I am reminding myself of my kind promise “to forgive with wild abandon.”

I grew up with an idea that Right and Wrong were absolutes. Doing wrong required begging forgiveness and being wronged required giving forgiveness. As I have aged, I have softened. My ideas of right and wrong have become much more relative. The note I wrote in my journal as I begin planning this blog post was “forgiveness if there is no wrongdoing?” Moments later, I read this:

“It doesn’t help at all to feel guilty about where we find ourselves. When we can shed the light of compassionate attention on our actions, an interesting shift can happen—this regret of ours becomes a seed of compassion for all the other people just like us who are caught in fixed mind, closed mind, hard heart. We let this recognition connect us with others. We let it be the seed of empathy, and we go forward, not wallowing in guilt and shame about what we did.”

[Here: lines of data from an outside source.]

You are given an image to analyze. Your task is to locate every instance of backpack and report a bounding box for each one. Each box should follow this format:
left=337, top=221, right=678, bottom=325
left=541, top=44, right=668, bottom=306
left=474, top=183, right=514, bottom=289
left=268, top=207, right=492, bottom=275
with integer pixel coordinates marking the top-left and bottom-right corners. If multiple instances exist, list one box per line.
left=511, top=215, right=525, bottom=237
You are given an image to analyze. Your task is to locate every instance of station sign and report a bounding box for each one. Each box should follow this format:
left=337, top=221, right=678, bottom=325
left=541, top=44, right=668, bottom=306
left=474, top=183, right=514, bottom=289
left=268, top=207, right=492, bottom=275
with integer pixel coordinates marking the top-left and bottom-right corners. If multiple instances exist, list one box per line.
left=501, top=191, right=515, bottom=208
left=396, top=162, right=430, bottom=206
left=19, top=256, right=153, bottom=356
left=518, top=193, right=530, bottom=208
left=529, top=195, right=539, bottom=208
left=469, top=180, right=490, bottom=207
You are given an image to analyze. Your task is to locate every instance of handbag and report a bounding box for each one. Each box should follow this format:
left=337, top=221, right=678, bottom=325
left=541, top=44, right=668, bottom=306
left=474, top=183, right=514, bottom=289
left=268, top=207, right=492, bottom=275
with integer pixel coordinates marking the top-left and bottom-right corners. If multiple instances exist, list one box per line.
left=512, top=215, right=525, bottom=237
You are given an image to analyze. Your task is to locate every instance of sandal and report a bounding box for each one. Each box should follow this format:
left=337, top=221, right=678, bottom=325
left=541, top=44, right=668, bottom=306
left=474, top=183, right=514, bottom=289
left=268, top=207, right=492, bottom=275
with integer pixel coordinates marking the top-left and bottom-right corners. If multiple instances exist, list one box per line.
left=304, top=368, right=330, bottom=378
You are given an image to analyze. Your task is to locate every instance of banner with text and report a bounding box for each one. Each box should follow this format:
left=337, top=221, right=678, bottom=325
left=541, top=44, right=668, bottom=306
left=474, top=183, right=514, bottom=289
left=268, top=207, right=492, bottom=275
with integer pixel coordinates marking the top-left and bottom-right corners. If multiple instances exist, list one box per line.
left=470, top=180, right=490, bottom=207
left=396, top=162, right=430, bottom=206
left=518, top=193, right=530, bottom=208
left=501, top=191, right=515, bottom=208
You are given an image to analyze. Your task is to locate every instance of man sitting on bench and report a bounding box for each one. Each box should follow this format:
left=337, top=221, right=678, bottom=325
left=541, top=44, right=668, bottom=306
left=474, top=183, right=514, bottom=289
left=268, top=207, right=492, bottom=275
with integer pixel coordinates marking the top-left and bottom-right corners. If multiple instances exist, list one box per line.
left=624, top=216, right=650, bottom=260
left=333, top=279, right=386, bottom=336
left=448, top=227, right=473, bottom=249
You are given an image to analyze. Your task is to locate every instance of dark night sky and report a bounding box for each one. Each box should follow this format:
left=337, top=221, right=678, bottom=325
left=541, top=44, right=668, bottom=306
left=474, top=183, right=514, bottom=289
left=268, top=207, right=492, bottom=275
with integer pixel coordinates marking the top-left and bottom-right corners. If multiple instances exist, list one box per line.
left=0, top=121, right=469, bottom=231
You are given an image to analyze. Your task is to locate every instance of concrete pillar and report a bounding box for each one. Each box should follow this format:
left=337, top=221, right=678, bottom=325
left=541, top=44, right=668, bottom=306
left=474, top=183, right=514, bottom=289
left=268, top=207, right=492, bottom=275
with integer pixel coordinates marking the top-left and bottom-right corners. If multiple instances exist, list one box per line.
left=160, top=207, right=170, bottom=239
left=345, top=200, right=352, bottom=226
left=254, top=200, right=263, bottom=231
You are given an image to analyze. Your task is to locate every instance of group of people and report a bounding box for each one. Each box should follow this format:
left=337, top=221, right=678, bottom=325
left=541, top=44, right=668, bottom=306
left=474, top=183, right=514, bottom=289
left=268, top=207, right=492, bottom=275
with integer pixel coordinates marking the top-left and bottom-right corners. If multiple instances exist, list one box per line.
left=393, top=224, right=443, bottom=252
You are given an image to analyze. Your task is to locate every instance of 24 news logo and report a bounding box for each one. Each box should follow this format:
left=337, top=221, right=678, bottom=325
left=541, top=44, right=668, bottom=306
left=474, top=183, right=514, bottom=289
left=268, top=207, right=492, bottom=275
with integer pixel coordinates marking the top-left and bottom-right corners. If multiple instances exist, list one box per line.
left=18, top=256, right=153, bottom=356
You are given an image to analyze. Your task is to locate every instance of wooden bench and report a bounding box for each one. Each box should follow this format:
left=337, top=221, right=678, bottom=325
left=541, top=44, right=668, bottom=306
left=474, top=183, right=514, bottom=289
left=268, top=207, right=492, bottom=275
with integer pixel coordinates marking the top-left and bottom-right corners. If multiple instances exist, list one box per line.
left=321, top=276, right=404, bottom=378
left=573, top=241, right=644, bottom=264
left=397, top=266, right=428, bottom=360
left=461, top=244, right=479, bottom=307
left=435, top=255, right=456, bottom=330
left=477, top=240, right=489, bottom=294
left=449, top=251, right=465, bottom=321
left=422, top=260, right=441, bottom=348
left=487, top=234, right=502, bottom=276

Pema Chodron, Taking the Leap

The purpose of this promise, when turned inward, is to avoid wallowing in guilt and shame. Pema Chodron suggests a path through guilty feelings. If we can “shed the light of compassionate attention” on them, they can become a seed of compassion. Compassionate attention is what we practice when we meditate.

Regret means I wish I had done something differently. Guilt means I have done something wrong. It’s a helpful distinction. Our day-to-day language doesn’t help. I say, “I’m sorry” when I have bumped into you in my wheelchair and when your spouse dies. “I’m sorry I did that” is very different from “I’m sorry that happened.” Language leaves us in a muddle.

Pema Chodron seems to be inviting me into a mini practice of tonglen. I can use guilty feelings as fuel for the engines of compassion. When I catch myself feeling guilty, I can take a breath and notice the underlying disappointment. I can offer comfort to that disheartened inner-idealist and beam love to similarly tenderhearted others.